Whale trainer's death doesn't stop the show in Miami

Curtis Morgan - Miami Herald

February 26, 2010 02:30 PM

As any big star knows — and Lolita the killer whale certainly qualifies at 7,000 pounds — the show must go on.

So a day after the disturbing death of a marine mammal trainer at SeaWorld in Orlando, the Miami Seaquarium put on its venerable killer whale and dolphin show to an almost packed house.

Lolita performed like the old pro she is after 40 years in a tank. She rocketed Robert Rose, the Seaquarium's curator, high into the air. She sang and — much to the delight of everyone in the audience under 11 — made fart sounds with her blow hole. She waved her flukes, soaked the front rows and attacked no one.

The orca and four trainers finished unscathed.

Afterward, Rose called the deadly killer whale attack on Dawn Brancheau, an experienced trainer at SeaWorld he knew personally, a tragic aberration in what he insisted was a safe and humane business. Lolita, in captivity longer than any other killer whale, has no history of violence, he said.

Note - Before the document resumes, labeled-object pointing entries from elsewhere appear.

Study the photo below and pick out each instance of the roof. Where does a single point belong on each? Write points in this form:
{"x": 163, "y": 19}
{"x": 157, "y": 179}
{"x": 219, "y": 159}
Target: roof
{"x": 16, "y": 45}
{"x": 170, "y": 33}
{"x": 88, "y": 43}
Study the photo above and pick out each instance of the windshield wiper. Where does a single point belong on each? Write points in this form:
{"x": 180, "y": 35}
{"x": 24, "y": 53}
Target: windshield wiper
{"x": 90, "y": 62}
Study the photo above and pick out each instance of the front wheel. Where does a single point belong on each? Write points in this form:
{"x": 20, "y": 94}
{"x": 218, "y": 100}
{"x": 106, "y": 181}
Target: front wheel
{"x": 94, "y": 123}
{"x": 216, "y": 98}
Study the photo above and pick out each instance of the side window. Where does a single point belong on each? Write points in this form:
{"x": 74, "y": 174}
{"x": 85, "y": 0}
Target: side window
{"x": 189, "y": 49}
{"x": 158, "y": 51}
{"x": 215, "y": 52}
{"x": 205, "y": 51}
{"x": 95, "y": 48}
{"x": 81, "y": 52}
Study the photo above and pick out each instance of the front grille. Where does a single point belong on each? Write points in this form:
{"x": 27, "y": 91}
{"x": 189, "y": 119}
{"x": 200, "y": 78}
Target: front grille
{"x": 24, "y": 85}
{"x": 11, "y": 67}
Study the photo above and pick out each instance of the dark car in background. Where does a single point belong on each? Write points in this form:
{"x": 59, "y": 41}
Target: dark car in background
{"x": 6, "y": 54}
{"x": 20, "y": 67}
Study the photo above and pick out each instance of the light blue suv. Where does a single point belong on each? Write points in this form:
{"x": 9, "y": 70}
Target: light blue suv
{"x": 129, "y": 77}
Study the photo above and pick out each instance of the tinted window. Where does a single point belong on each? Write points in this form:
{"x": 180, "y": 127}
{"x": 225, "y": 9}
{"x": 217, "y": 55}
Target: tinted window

"This is something we do every day. This is something I've done for over 20 years," he said Thursday. "We care very deeply about these animals and do everything we can to interact with them in as safe a manner as possible."

Marine mammal activists believe otherwise, pointing to Brancheau's death as only the latest in a string of attacks by massive marine mammals they argue do not belong in captivity.

Tilikum, the killer whale that attacked Brancheau, had been involved in two previous deaths — of a part-time trainer in Canada in 1991 and a man who sneaked overnight into its tank in 1999 — and Orlando trainers were under orders not to swim with it because of its aggressive nature.

The Orange County Sheriff's Office released a statement Thursday clarifying what happened at Shamu Stadium in Orlando. Brancheau was standing in knee-deep water on a poolside platform rubbing the six-ton orca when it grabbed her by her long ponytail and dragged her under water. The Orange County Medical Examiner's office said she likely died from multiple traumatic injuries and drowning.

In response to media inquiries, Miami Seaquarium management invited reporters to watch Lolita delight crowds of oohing, ahhing tourists, and to defend the treatment of its performers and safety of marine mammal shows.

Rose said the killer-whale show, which hasn't changed much over the decades, provides more than entertainment. They are also educational, he said, putting people into close contact with magnificent creatures they may well be inspired to protect.